Plot/Recinto/Fence, Czechoslovak Pavilion, Venice Architecture Biennale
Competition Proposal for Czechoslovak Pavilion
Venice Architecture Biennale 2016
Client: Slovak National Gallery
Team: Igor Marko (Marko&Placemakers), Lukáš Kordík and Roman Žitňanský (GutGut), Boris Ondreička
PLOT (fence) explores, stimulates and provokes. Our process started with a genuine interest in why and how fences emerge and disappear. What are their different forms and programmatic permutations? The proposed installation in the Czechoslovak pavilion in Venice Giardini creates an authentic environment for discourse on current topics addressing the increasingly divided world. What is the ideal fence? One that divides, or one that protects? One that appropriates or expropriates? Does the fence determine who is on the outside and who on the inside?
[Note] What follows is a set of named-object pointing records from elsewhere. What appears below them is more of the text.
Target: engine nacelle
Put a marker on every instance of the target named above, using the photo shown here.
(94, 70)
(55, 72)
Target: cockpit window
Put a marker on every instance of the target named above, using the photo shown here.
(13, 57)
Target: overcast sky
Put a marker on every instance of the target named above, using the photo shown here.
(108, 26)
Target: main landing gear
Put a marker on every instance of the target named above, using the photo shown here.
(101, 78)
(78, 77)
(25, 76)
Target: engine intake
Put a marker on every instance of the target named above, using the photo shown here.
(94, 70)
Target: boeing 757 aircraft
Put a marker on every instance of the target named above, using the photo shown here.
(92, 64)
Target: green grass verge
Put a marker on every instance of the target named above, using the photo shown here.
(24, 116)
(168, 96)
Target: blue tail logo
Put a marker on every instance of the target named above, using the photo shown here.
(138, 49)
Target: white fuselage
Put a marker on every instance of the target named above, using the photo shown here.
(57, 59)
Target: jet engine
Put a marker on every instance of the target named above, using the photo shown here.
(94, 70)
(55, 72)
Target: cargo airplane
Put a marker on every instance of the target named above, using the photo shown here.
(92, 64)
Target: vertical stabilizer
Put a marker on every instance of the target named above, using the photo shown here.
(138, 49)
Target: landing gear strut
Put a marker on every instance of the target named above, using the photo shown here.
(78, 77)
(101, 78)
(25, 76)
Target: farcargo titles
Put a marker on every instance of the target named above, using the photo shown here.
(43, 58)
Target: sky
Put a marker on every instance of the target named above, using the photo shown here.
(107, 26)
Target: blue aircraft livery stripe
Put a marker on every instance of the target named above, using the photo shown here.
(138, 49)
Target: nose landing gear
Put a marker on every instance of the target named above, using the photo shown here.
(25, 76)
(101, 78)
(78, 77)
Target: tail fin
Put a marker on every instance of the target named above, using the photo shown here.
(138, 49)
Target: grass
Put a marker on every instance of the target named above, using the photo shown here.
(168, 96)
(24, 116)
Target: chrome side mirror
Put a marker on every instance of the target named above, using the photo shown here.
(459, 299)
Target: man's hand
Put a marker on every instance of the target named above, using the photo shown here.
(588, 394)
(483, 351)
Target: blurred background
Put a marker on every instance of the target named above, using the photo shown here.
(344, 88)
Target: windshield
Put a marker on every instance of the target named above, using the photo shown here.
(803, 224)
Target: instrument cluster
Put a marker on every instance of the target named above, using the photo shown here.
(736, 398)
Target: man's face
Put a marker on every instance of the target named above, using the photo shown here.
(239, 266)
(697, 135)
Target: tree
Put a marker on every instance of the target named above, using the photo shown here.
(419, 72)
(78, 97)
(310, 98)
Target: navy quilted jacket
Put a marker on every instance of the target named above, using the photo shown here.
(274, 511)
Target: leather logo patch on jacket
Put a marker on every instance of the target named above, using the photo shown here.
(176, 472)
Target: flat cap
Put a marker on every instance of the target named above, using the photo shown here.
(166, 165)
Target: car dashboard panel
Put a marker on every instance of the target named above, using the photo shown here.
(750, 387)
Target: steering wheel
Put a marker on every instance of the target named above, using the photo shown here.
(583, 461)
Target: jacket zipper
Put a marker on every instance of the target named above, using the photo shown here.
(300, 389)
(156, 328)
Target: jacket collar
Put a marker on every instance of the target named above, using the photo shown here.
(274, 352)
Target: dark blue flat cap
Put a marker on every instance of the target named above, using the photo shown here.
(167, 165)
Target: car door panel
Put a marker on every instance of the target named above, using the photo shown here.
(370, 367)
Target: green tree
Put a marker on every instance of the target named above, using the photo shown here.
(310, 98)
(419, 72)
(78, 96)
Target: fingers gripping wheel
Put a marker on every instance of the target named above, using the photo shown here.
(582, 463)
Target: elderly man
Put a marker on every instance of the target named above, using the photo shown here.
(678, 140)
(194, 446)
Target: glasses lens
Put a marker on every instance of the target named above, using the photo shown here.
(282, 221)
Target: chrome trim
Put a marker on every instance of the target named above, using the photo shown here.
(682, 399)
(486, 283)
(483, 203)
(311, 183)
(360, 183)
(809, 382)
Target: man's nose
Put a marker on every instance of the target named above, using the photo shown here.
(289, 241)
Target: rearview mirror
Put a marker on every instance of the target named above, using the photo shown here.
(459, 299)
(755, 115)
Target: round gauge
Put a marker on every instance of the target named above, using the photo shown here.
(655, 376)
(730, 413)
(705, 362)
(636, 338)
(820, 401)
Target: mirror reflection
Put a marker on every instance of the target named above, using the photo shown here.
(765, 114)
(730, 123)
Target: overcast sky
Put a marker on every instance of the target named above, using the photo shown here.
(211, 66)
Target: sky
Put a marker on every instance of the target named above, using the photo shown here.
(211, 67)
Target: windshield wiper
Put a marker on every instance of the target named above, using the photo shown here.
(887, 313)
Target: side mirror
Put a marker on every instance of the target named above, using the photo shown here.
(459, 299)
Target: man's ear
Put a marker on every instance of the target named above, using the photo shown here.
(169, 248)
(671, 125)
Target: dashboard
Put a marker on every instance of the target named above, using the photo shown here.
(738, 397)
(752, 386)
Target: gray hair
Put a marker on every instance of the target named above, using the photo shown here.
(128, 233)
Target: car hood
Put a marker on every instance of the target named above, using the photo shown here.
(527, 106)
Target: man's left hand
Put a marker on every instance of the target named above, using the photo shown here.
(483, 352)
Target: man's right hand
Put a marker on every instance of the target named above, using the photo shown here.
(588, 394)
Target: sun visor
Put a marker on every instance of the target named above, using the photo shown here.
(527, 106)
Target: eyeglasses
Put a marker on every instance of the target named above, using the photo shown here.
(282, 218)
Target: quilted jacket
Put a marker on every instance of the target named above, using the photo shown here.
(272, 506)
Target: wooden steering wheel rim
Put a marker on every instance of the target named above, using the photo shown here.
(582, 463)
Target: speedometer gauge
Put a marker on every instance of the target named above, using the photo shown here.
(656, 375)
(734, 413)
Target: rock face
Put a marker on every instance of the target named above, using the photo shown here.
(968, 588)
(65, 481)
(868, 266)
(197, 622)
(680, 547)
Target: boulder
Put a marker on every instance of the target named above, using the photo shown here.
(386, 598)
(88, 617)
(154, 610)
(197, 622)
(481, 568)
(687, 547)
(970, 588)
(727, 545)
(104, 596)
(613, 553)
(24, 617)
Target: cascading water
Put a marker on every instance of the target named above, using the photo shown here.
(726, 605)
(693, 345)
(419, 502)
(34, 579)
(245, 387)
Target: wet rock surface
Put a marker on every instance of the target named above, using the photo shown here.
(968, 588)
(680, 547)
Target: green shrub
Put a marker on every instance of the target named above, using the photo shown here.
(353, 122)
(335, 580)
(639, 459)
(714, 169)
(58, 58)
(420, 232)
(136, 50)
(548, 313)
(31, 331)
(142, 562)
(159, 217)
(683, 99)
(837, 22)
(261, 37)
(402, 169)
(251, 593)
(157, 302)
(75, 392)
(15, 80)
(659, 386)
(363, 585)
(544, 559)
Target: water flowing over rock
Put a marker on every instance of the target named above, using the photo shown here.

The installation consists of three interdependent elements. The first is the architectural element of the fence - a supersized reinforced steel coil dividing the pavilion into two parts. Upon entering the visitor needs to pick a side, but as he or she walks along towards the end of the space, the fence become permeable, questioning ideas of ownership, exclusivity, inclusivity, isolation, control and ideology. The second element - a performer - interacts with the fence through movement (walking along, walking within, walking through...), sounds (touching, running a stick past the fence making sound...) and hands out the installation catalogue - the third element of the installation - a harmonica fold-out journey through the past, present and future reflections on the fence.